Graph-based Discriminators: Sample Complexity and Expressiveness
Abstract
A basic question in learning theory is to identify if two
distributions are identical when we have access only to examples sampled from the distributions.
%
This basic task is considered, for example, in the context of
Generative Adversarial Networks (GANs), where a discriminator is trained to distinguish between a real-life distribution and a synthetic distribution.
%
Classically, we use a hypothesis class $H$ and claim that the two
distributions are distinct if for some $h\in H$ the expected value
on the two distributions is (significantly) different.
%This is the dominant approach used in training distribution discriminators.

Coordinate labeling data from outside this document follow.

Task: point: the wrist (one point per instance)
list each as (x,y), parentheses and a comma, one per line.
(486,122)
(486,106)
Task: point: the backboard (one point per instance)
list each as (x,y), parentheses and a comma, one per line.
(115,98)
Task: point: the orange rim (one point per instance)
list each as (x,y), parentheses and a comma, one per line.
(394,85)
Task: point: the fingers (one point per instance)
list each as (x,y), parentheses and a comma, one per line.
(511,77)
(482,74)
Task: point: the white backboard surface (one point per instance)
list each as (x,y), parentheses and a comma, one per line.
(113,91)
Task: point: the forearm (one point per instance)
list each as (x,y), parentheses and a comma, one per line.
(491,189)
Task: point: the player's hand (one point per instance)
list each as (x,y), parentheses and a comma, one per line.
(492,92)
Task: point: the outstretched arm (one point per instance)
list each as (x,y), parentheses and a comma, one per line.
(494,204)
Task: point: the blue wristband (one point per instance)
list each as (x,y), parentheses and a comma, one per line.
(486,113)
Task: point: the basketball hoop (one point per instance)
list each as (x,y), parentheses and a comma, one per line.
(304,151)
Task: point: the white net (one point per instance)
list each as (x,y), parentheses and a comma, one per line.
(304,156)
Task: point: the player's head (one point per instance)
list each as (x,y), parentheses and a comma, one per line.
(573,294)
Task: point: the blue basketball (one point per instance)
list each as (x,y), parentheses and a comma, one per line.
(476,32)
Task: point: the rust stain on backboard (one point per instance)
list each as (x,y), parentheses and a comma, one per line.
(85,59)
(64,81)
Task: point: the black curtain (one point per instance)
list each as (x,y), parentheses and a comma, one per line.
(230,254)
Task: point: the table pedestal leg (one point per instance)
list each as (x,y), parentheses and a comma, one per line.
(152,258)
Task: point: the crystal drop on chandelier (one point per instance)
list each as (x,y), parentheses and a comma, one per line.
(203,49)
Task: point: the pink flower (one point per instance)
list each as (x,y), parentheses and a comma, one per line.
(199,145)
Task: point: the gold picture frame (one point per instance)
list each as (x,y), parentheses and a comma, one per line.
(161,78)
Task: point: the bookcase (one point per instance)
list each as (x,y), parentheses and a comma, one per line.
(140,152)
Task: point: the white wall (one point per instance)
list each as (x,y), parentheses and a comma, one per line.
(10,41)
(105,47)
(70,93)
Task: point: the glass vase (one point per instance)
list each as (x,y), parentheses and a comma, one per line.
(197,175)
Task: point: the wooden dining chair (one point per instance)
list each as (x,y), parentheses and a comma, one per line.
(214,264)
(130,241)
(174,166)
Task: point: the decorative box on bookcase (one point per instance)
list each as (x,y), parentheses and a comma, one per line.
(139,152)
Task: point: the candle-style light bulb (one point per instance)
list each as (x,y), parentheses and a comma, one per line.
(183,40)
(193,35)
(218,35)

Our starting point is the following fundamental problem: "is having
the hypothesis dependent on more than a single random example
beneficial". To address this challenge we define $k$-ary based
discriminators, which have a family of Boolean $k$-ary functions
$\G$. Each function $g\in \G$ naturally defines a hyper-graph,
indicating whether a given hyper-edge exists. A function $g\in \G$
distinguishes between two distributions, if the expected value of
$g$, on a $k$-tuple of i.i.d examples, on the two distributions is
(significantly) different.
We study the expressiveness of families of $k$-ary functions,
compared to the classical hypothesis class $H$, which is $k=1$. We
show a separation in expressiveness of $k+1$-ary versus $k$-ary
functions. This demonstrate the great benefit of having $k\geq 2$ as
distinguishers.
For $k\geq 2$ we introduce a notion similar to the VC-dimension, and
show that it controls the sample complexity. We proceed and provide upper and
lower bounds as a function of our extended notion of VC-dimension.